In oral and maxillofacial surgery, endoscopy is done using a rigid endoscope with support and irrigation sheaths. Support endoscopy is a tool for macroscopic observation of a superficial site at a certain distance. It is used for visualization in minimally invasive surgery. Immersion endoscopy provides microscopic observation under continuous irrigation, mostly in contact with surface structures with difficult access. This is a diagnostic tool, since it can be used for detailed observation under high magnification. The combination of both tools enables the surgeon to get a complete overview and detailed information of a certain area [3].

Endoscopic inspection can clarify the course and microstructure of the neurovascular bundle, the quality of osseous tissue, the vascularization, and the existence of alveolar wall defects [13]. It enables visualization of the IAN during and after M3 removal by changing the view angle of the surgical site. In case of an exposed neurovascular bundle, endoscopy also serves as a documentation tool after tooth removal. In addition, lingual nerve exposure can be detected. This is seen when the lingual periosteum is exposed (e.g., after fracture of the lingual wall due to M3 removal). Endoscopy can also be used for the assessment of implant sites and the possibility for immediate implant placement [3]. Besides these diagnostic purposes, endoscopic techniques also have therapeutic goals. They are successfully applied during elevation of the maxillary sinus and are a useful aid in surgically assisted rapid palatal expansion, arthroscopy of the temporomandibular joint, paranasal sinus surgery, and condylar fracture repair [12, 13, 25, 34].

The main advantage of endoscopy is that it enables direct visualization of the IAN and other anatomic structures of interest. It can improve the quality and reduce the invasiveness of oral and maxillofacial surgery since the required incisions are smaller and less degloving is needed [3, 12].

A disadvantage is the need of specialized and more expensive equipment. Also therapeutic interventions using endoscopic guidance have a longer duration and a prolonged learning curve [34].

Conclusion

High-resolution MRI is the most commonly used method for direct visualization of the IAN [9, 11, 23]. Recently, there have been some (experimental) modifications to the conventional MRI in the form of Diffusion Tensor Tractography (DTT), Phase-Contrast Magnetic Resonance Angiography (PC-MRA), and dental MRI [23, 26, 36]. DTT provides image contrast by diffusion anisotropy and can visualize the individual nerve fibers and their pattern of running [23]. PC-MRA can depict the inferior alveolar artery [36]. Dental MRI can quickly and reliably visualize the whole neurovascular bundle [26]. In the future, this could gain importance in the preoperative risk assessment. Furthermore, an intraoperative application of MRI to visualize the IAN during surgery would be useful, but more research in this field is needed.

Although CBCT is an ideal imaging modality in the daily oral and maxillofacial practice, it can only show the bony wall of the IANC and cannot visualize the nerve itself.
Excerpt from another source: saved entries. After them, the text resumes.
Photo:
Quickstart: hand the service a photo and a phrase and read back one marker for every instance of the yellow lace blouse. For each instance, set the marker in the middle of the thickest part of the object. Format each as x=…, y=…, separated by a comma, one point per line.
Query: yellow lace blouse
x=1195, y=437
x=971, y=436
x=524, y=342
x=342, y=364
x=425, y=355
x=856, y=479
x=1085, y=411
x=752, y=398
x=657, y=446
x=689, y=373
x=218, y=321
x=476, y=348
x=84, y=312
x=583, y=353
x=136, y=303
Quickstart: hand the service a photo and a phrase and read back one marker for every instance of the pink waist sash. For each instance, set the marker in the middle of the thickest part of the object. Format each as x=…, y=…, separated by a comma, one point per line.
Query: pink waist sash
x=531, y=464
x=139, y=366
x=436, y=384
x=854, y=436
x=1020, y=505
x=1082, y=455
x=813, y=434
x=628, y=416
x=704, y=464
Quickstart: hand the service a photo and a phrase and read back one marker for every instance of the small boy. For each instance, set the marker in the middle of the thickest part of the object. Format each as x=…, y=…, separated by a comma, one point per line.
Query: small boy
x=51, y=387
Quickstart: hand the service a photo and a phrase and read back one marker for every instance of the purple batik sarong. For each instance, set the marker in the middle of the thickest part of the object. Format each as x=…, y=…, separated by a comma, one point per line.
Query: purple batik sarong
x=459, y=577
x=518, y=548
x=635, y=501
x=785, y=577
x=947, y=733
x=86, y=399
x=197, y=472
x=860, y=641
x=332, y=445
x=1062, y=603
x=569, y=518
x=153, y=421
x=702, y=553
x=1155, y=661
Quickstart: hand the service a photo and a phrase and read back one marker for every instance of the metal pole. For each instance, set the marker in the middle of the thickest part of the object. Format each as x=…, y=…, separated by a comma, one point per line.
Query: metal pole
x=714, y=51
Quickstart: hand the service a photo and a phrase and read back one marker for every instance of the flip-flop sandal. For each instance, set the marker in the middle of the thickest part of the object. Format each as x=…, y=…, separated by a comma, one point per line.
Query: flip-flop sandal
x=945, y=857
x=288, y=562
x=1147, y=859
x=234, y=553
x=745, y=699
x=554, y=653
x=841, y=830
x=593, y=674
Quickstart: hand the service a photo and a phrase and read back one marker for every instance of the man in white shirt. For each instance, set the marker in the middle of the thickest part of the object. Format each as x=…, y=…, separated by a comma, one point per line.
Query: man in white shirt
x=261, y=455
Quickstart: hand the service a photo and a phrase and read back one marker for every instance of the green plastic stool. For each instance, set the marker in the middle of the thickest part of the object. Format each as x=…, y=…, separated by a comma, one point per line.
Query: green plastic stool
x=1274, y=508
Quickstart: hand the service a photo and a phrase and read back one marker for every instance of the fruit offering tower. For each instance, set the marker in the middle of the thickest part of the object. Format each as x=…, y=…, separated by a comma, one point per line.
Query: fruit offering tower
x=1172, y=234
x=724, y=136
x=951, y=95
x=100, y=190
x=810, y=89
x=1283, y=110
Nevertheless, CBCT is the main method for radiographic pre-implant planning nowadays and it is an important tool to evaluate the relationship between (impacted) M3s and the IAN before M3 removal [16]. The automatic extraction of the IANC using CT can delineate the path of the IANC. This is helpful as a surgical planning tool [17].

Panoramic radiography is useful in daily practice as it provides an overview of the important oral structures and is widely used [21]. It can be used to evaluate the position of the IANC and to assess the risk of IAN injury during M3 surgery, based on the presence of radiographic predictors [21, 22]. However, panoramic radiography lacks 3-dimensional information and cannot visualize the nerve itself [16, 23].

Ultrasound and endoscopy are the methods that can directly visualize the IAN [3, 8]. For now, they are mostly applied on a smaller scale or even in an experimental setting, but in the future they could gain importance. Ultrasound cannot be used for the preoperative risk assessment since the bone and teeth interfere with the echogenic signal, but it serves as a guidance for IAN injection [8, 21]. Endoscopy can visualize the IAN during and after M3 removal [3, 8].